# Natural Language Understanding

Starts with some more useful regex patterns:

`r"\bme\b"` will match only the word "me"  
`[A-Z]{1}[a-z]*` will match any title case word.  

If you're going to use a pattern several times, then store it with `re.compile()`.

Use of pipe operators within a pattern to match several, also use of `pattern.findall()` for multiple matches within a sentence.

## Flexibly match intents

In [1]:
import re
import time

In [2]:
intent_dict = {
    'goodbye': ['see ya', 'bye'],
    'greet': [r'\bhi\b', 'hola', 'heya'],
    'thankyou': ['appreciate', 'thank', r'\bta\b']
 }

In [3]:
# compile a dict of regex patterns that can look for any of the above pattern matches
intent_patterns = {}
for key, values in intent_dict.items():
    multi_pat = "|".join(values)
    compiled_pat = re.compile(multi_pat)
    # label this flexible pattern with the intent key it came with
    intent_patterns[key] = compiled_pat
intent_patterns

{'goodbye': re.compile(r'see ya|bye', re.UNICODE),
 'greet': re.compile(r'\bhi\b|hola|heya', re.UNICODE),
 'thankyou': re.compile(r'appreciate|thank|\bta\b', re.UNICODE)}

In [4]:
# Define a function to find the intent of a message
def find_intent(pat_dict, some_input):
    matched = None
    for intent, patterns in pat_dict.items():
        # Check for a pattern match first
        if patterns.search(some_input):
            matched = intent
    return matched

In [5]:
print(find_intent(intent_patterns, "hola!
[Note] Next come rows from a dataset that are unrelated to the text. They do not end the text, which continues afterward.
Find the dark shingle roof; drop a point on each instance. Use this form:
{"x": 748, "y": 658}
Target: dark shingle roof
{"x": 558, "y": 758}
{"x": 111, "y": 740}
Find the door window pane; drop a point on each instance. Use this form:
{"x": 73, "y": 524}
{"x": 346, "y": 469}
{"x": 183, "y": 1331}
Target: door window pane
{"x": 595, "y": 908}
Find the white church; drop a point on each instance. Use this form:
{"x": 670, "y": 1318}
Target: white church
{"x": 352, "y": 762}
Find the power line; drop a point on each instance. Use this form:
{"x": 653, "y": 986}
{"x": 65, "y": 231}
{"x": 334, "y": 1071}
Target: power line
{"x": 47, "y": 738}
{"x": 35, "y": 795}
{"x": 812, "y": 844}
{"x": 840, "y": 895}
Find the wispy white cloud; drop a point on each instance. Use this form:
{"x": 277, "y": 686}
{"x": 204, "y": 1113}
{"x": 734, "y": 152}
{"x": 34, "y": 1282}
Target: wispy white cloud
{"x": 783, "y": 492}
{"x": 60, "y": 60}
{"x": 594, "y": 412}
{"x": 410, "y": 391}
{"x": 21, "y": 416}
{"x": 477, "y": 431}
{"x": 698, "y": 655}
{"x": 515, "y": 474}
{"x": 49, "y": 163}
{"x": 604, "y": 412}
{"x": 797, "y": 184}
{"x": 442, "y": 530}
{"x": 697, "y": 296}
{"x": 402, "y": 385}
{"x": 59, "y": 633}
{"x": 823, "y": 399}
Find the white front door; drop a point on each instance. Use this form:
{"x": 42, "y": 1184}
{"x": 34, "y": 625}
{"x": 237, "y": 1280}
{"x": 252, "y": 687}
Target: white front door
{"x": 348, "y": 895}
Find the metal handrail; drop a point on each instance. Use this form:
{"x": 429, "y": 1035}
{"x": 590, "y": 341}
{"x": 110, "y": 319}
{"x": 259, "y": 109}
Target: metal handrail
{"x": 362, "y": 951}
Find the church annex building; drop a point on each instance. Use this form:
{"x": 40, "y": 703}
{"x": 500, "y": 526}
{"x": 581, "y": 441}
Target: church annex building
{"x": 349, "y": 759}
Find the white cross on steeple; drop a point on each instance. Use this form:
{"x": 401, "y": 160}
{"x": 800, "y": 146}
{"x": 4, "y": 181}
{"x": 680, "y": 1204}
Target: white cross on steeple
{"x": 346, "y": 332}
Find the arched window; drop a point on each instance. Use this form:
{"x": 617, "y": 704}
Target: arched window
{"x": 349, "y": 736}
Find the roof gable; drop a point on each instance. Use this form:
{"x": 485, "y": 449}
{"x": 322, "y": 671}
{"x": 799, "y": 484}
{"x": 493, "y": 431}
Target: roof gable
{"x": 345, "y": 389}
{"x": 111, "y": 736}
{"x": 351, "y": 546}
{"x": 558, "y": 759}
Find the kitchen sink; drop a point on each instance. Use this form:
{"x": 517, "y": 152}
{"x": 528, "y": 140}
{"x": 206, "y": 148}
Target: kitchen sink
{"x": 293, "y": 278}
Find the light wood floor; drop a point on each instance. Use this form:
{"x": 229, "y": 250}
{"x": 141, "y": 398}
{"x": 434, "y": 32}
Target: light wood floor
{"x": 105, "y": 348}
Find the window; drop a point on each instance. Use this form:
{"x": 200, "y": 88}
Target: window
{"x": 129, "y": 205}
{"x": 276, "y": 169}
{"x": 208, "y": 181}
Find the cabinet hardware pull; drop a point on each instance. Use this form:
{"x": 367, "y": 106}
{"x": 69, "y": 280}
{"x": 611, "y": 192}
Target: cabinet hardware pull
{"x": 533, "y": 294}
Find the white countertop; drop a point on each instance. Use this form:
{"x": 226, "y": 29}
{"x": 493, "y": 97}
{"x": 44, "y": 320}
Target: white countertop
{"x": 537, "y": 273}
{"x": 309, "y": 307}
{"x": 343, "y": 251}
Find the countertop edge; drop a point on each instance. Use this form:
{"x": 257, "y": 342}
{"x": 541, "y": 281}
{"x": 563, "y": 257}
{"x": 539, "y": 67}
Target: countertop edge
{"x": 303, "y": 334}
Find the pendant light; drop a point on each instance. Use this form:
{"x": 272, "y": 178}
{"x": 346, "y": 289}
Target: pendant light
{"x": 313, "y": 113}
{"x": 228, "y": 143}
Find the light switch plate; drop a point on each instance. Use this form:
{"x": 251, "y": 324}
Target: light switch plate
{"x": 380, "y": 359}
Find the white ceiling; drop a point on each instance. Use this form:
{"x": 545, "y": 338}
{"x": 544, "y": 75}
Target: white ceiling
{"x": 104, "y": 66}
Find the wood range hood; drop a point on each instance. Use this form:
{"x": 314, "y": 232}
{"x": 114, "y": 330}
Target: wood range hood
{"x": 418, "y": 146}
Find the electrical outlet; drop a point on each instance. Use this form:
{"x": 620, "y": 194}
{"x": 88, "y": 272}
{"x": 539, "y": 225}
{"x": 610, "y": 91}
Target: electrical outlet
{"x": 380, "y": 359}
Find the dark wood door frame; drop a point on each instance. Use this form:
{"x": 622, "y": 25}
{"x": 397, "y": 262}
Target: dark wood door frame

Como estas"))
print(find_intent(intent_patterns, "thankee sai"))
print(find_intent(intent_patterns, "see ya bud!"))

greet
thankyou
goodbye


## Respond to the intent

In [6]:
response_dict = {
    'default': '...',
    'goodbye': 'Have a great day',
    'greet': 'Hi there',
    'thankyou': "no problem, that's my job"
 }

In [7]:
def answer(string_input, pat_dict, resps):
    # get the matched intent
    intent = find_intent(pat_dict, string_input.lower())
    # Use default as the fll back value
    key = "default"
    if intent in resps:
        key = intent
    return resps[key]

In [8]:
answer("See ya", intent_patterns, response_dict)

'Have a great day'

Update the wrapper function from module 1 that uses a nice display template.

In [9]:
# update params to include the lookup dicts as default
def user_speaks(user_input, pat_dict=intent_patterns, resps=response_dict, user_format="USER:", bot_format="BOT:"):
    """Passes the user's input to response handler."""
    time.sleep(0.6)
    print(f"{user_format} {user_input}")
    # update the line below to use the new flexible match functions
    resp = answer(user_input, pat_dict, resps)
    time.sleep(0.6)
    return f"{bot_format} {resp}"

In [10]:
print(user_speaks("Hi hi cherry pie!"))
print(user_speaks("Ta very much my lovely..."))
print(user_speaks("Gotta go. Bye bye hunny pie."))

USER: Hi hi cherry pie!
BOT: Hi there
USER: Ta very much my lovely...
BOT: no problem, that's my job
USER: Gotta go. Bye bye hunny pie.
BOT: Have a great day


## Basic NER

Named Entity Recognition. 

In [11]:
def get_names(string_input):
    """Searches a string for an indication that a name is being discussed, then search
    for a proper noun and return it if found."""
    # ensure None is returned if no match is found
    entity = None
    name_pat = re.compile("name|call")
    proper_noun_pat = re.compile("[A-Z]{1}[a-z]*")
    # look for a sentence about a named entity:
    if name_pat.search(string_input):
        entity = proper_noun_pat.findall(string_input)
        if len(entity) > 0:
            # several hits means we need to concatenate values
            entity = " ".join(entity)
    return entity

In [12]:
print(get_names("my name is Jimmy."))
print(get_names("My name is Jimmy."))
# you can see how this would be limited and won't work with lowering an input string

Jimmy
My Jimmy


In [13]:
# Define respond()
def answer_name(str_input):
    name = get_names(str_input)
    if name is None:
        return "You're mysterious, tell me your name."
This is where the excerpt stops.